All Articles

Alien vs Predator image classification using Deep Convolutional Neural Networks | Deep Learning for JavaScript Hackers (Part V)

TL;DR Learn how to create a Deep Convolutional Neural Network in TensorFlow.js and use it to classify images of Aliens and Predators

Staying alone in the corner, you and your motion detector. Total silence. Then you hear an unwanted beep and see a dot. 100 feet. 90 feet. You prepare yourself. This place is very dark, you think. You see something in the distance. Another beep - 20 feet. 10 feet. The thing is much more recognizable now, but what is it?

Here’s what you’ll learn:

  • Load images from remote URLs in the browser
  • Transform (turn to greyscale, resize and rescale) image pixel data into Tensors
  • Build a simple Deep Convolutional Neural Network from scratch using TensorFlow.js
  • Visualize filters (what the network learns) of convolutional layers

Let’s build a model that can distinguish between an Alien and a Predator!
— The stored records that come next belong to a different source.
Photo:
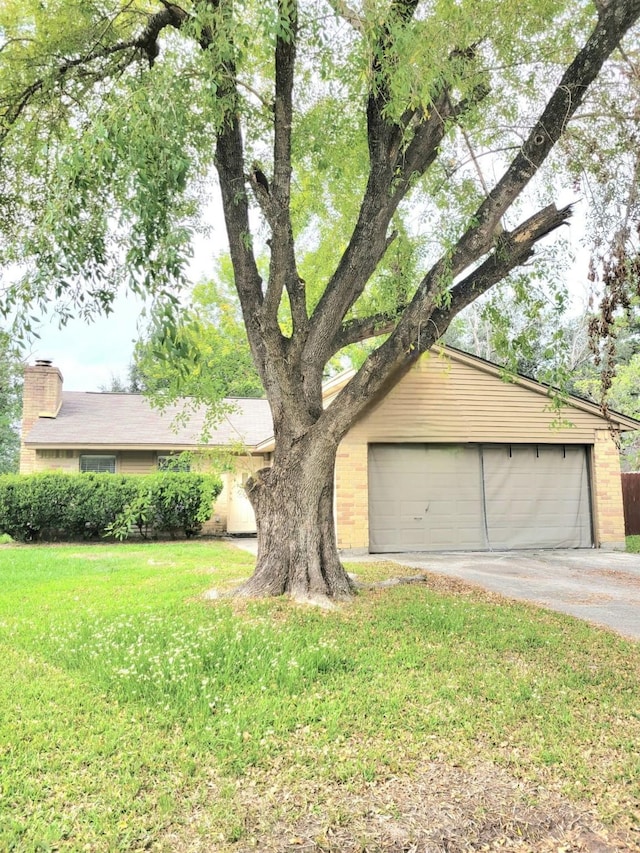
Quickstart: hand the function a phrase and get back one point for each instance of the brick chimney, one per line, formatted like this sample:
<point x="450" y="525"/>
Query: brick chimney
<point x="41" y="398"/>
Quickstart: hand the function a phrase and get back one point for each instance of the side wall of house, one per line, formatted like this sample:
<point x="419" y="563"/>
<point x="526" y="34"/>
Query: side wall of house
<point x="445" y="400"/>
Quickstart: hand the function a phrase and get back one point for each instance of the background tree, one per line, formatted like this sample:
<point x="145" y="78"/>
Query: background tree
<point x="344" y="138"/>
<point x="219" y="364"/>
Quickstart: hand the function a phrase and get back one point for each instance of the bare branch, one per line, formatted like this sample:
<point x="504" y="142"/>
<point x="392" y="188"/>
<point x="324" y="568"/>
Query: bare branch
<point x="344" y="11"/>
<point x="283" y="270"/>
<point x="144" y="44"/>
Run the complete source code for this tutorial right in your browser:

Source code on GitHub

Data

Our dataset Alien vs. Predator images comes from Kaggle. Each class (alien and predator) contains 247 training images and 100 validation images. The images are JPG files with a size of around 250x250 pixels. Let’s use those to build a Neural Network that can classify them!

Convolutional Neural Networks

Building models that understand the real-world from raw image data has been a dream for many computer scientists. In recent years, this dream has been somewhat achieved.

Using traditional Machine Learning models for computer vision requires a manual definition of features. Convolutional Neural Networks allow for automation of this step. Those features are learned during the training from the raw image data.

Computers store images in width x height x 3 (or 4) tensors. The last dimension represents the colors (Red Green Blue) and a possible alpha channel. This poses a challenge for regular Neural Networks - every pixel (and color data) will be stored as a neuron. Some of the “getting started” image datasets are ok. CIFAR-10 has images of 32x32x3 = 3072 neurons. But we all know that images in the wild are huge!

Convolutional Neural Networks (CNNs/ConvNets) take advantage of the two-dimensional image data. Still, they can be used with other types of data. CNNs consists of Convolutional, Pooling and Fully-Connected (regular) layers.

Convolutional layers have neurons arranged in 3 dimensions: width, height, depth. The parameters (those who we try to learn during training) consist of a set of learnable filters. Every filter covers a small area (width x height) but extends through the full depth.

During training, we slide each filter across the image`s height and weight and compute dot products between the filter and input.

One common way to design a Convolutional Neural Network for classification or regression is:

  • Input Layer - holds the raw pixel values of the image
  • Conv Layer - computes the dot product between filters and input data
  • Pool Layer - downsamples the width and height of the input
  • Fully-Connected Layer - delivers the predictions, based on the task at hand (classification or regression)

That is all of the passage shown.